Los personajes de Eastwood y Cleef no tienen ningún fondo dramático (ni lo necesitan) y sus interpretaciones tampoco son merecedoras de elogios. Nos encontramos en un caso en el que sus simples presencias físicas y miradas hablan por si solas. Hacen que sus personajes sean irrepetibles y no se puedan concebir con diferentes actores. Cosa distinta sucede en el caso de Eli Wallach: es el personaje más humano del trio principal y tiene la mejor interpretación. Da rienda suelta a todas sus habilidades como actor para ofrecer algo diferente en cada plano en el que sale. Él es el “feo” que da nombre a la película y, a pesar de ser un personaje desagradable, al final se hace difícil odiarle.

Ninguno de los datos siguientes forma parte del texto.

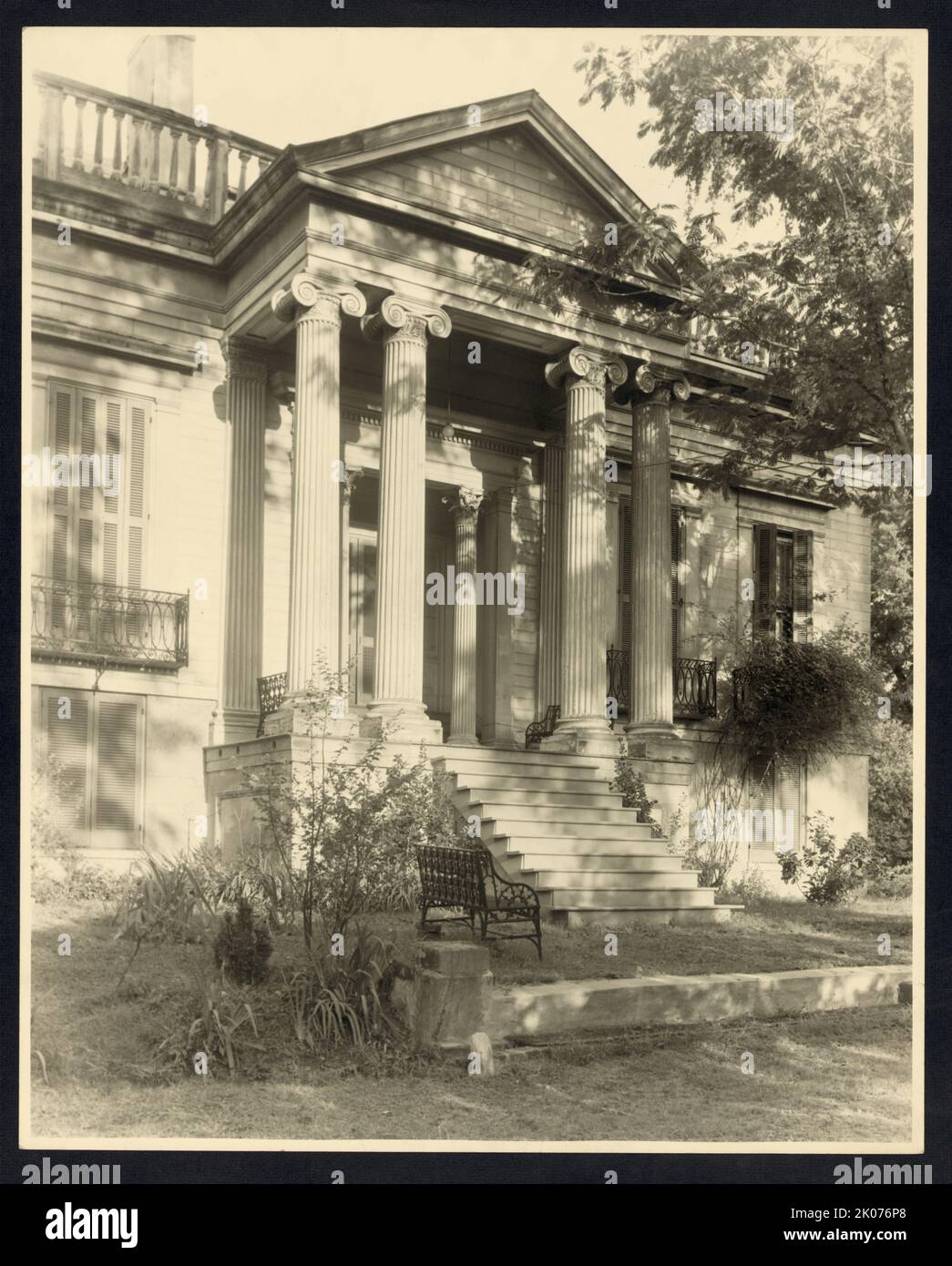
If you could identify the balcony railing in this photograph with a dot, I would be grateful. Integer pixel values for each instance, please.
(109, 624)
(695, 685)
(203, 168)
(271, 695)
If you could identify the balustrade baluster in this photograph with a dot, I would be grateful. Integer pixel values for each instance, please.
(78, 145)
(174, 162)
(192, 165)
(97, 146)
(117, 172)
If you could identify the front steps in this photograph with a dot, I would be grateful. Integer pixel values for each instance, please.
(552, 822)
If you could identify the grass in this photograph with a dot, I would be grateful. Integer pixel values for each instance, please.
(831, 1077)
(776, 935)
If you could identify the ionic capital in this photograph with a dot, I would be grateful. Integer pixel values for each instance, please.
(318, 296)
(408, 318)
(655, 383)
(588, 365)
(464, 504)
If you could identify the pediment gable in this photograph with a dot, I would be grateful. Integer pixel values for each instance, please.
(520, 171)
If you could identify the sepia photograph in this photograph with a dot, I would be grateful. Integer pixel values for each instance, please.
(474, 487)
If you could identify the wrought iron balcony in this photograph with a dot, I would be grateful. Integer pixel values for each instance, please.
(271, 695)
(109, 624)
(695, 685)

Se presentan perfectamente a los tres personajes al principio de la película para dejar claro que papel cumple cada uno, y durante más de dos horas les vemos relacionarse entre ellos llegando a un final apoteósico en el que solo uno saldrá victorioso.

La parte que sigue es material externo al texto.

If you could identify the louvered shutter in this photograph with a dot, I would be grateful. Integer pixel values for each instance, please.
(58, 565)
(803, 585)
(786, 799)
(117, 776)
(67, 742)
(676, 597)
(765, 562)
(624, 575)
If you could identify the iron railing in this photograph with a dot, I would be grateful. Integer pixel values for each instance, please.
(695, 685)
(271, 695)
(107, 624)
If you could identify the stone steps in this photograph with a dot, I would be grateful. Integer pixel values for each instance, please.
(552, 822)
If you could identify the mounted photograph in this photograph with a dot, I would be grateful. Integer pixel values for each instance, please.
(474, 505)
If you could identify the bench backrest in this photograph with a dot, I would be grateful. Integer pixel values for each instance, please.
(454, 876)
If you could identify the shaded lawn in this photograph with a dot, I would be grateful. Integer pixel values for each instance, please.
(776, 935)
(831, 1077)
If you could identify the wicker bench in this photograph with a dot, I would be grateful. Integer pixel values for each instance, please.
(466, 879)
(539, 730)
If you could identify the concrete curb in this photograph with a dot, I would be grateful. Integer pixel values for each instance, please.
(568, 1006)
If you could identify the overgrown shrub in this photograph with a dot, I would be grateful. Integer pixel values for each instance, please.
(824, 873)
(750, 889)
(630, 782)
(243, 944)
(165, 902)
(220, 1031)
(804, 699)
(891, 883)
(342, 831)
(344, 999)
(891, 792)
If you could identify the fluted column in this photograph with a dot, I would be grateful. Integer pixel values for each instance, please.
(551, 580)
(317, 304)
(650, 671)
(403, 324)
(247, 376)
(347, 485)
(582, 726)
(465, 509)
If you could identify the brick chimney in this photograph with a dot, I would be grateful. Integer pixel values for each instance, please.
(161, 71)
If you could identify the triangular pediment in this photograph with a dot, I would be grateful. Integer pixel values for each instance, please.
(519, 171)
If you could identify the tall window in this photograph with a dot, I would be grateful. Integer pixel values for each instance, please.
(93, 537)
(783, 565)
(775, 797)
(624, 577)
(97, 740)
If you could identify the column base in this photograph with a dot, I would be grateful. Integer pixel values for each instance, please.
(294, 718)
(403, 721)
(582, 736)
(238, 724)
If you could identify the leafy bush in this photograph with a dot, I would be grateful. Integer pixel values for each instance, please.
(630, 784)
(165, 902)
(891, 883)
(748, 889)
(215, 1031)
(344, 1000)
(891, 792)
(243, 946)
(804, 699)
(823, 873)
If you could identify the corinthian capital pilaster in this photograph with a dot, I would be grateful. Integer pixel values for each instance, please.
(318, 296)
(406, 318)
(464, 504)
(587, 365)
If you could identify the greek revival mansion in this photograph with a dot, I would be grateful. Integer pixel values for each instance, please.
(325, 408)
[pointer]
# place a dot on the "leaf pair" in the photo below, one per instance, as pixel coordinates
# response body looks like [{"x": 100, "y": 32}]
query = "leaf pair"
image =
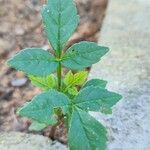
[
  {"x": 60, "y": 21},
  {"x": 90, "y": 98},
  {"x": 38, "y": 62},
  {"x": 72, "y": 80}
]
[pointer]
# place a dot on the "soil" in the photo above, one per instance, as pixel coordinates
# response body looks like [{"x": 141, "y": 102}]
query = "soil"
[{"x": 21, "y": 27}]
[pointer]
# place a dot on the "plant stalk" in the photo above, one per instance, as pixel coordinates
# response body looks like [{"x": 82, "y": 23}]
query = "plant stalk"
[{"x": 59, "y": 71}]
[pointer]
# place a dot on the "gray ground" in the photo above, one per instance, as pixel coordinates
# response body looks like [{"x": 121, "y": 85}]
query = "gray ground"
[{"x": 127, "y": 69}]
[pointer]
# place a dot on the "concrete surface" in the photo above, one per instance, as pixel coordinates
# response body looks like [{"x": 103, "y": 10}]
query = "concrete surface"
[
  {"x": 126, "y": 30},
  {"x": 22, "y": 141}
]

Ennio Morricone y la música de El bueno, el feo y el malo
En la memoria quedan escenas como la tortura de Tucco, el tiroteo en la ciudad abandonada, toda la secuencia en el puente (“I had never seen so many people wasted so badly”, dice el personaje de Eastwood), éste dándole su cigarro a un soldado moribundo de la Unión, o el susodicho final. Esta escena concretamente podrá ser analizada hasta la saciedad, pero es solo tras haber vivido las más de dos horas de metraje que consigue además un nivel dramático que te mantiene fijo en el asiento. Pocos clímax son tan potentes como el de “El bueno, el feo y el malo”.

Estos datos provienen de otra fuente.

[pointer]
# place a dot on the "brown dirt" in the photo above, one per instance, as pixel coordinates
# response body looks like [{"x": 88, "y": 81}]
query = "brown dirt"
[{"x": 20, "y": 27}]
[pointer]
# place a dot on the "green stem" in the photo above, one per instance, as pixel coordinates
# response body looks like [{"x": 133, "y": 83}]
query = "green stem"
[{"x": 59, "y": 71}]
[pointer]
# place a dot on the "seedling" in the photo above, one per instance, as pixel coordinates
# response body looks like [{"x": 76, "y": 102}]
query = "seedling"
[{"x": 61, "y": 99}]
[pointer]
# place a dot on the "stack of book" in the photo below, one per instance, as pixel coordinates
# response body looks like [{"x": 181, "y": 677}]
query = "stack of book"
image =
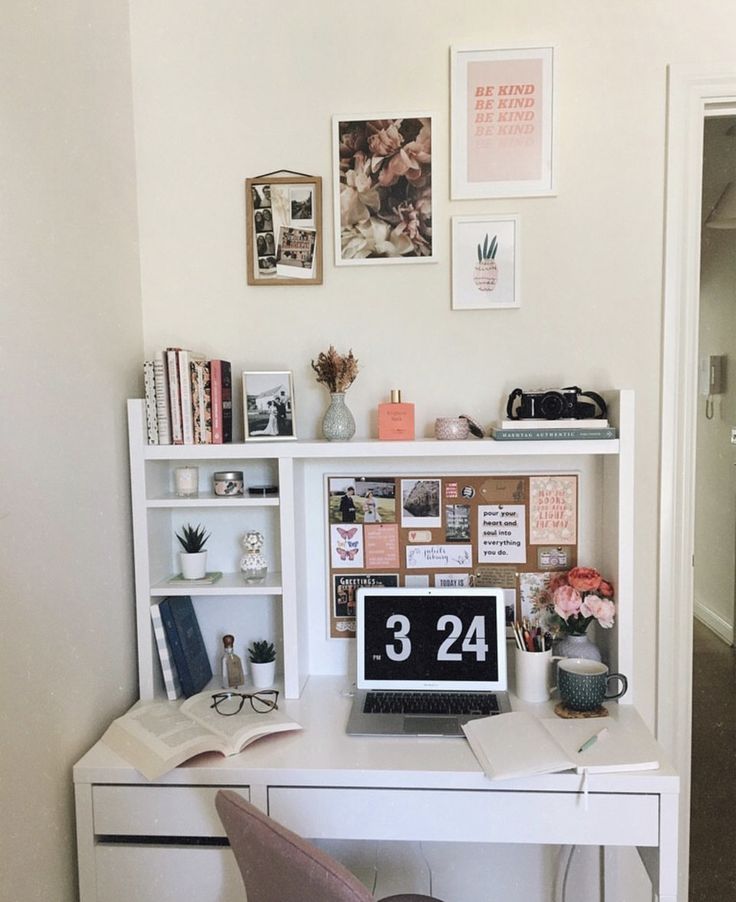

Cabe destacar también la magistral banda sonora de Ennio Morricone. El tema principal de la película forma parte ya de la cultura popular, aunque quizás no se sepa de entrada cual es el origen real de esa canción. Poco se puede decir del conjunto que no se haya dicho ya. Resulta soberbio como el compositor italiano juega con el suspense y el crescendo en “The Trio”. Este tema pone música en una escena ya de por sí excelente en toda su realización. A parte del tema principal, la película tiene un leit motiv mucho más triste y melancólico, reflejo del contexto bélico de la película. Esas melodías cobran mayor fuerza en las bellas “The Story of a Soldier” e “Il forte”, acompañadas por unas escenas también memorables, aunque puedan pecar de melodramáticas.
“The Ecstasy of Gold” es seguramente de lo mejor que Morricone jamás compuso, y corona una de las escenas donde la codicia de los personajes estalla de maneras surrealistas.

En el olimpo del cine
No son pocas las veces que se ha considerado “El bueno, el feo y el malo” como uno de los títulos más influyentes del cine. El propio Quentin Tarantino la ha considerado en más de una ocasión como una de sus películas preferidas y todo un monumento al cine. Sus personajes son memorables, la música forma parte de la cultura popular y tiene imágenes para la posteridad. Además, contiene múltiples escenas que han calado muy fuerte.
Con sus westerns, Leone creó todo un modo de hacer que ahora se intenta imitar por pura nostalgia. Se trata de un cine en el que se reconcilia el espectáculo con el autor. Un cine que hace honor al mismo formato audiovisual. Un cine que hace honor al mismo arte. Cine en su estado más puro. En fin, cine.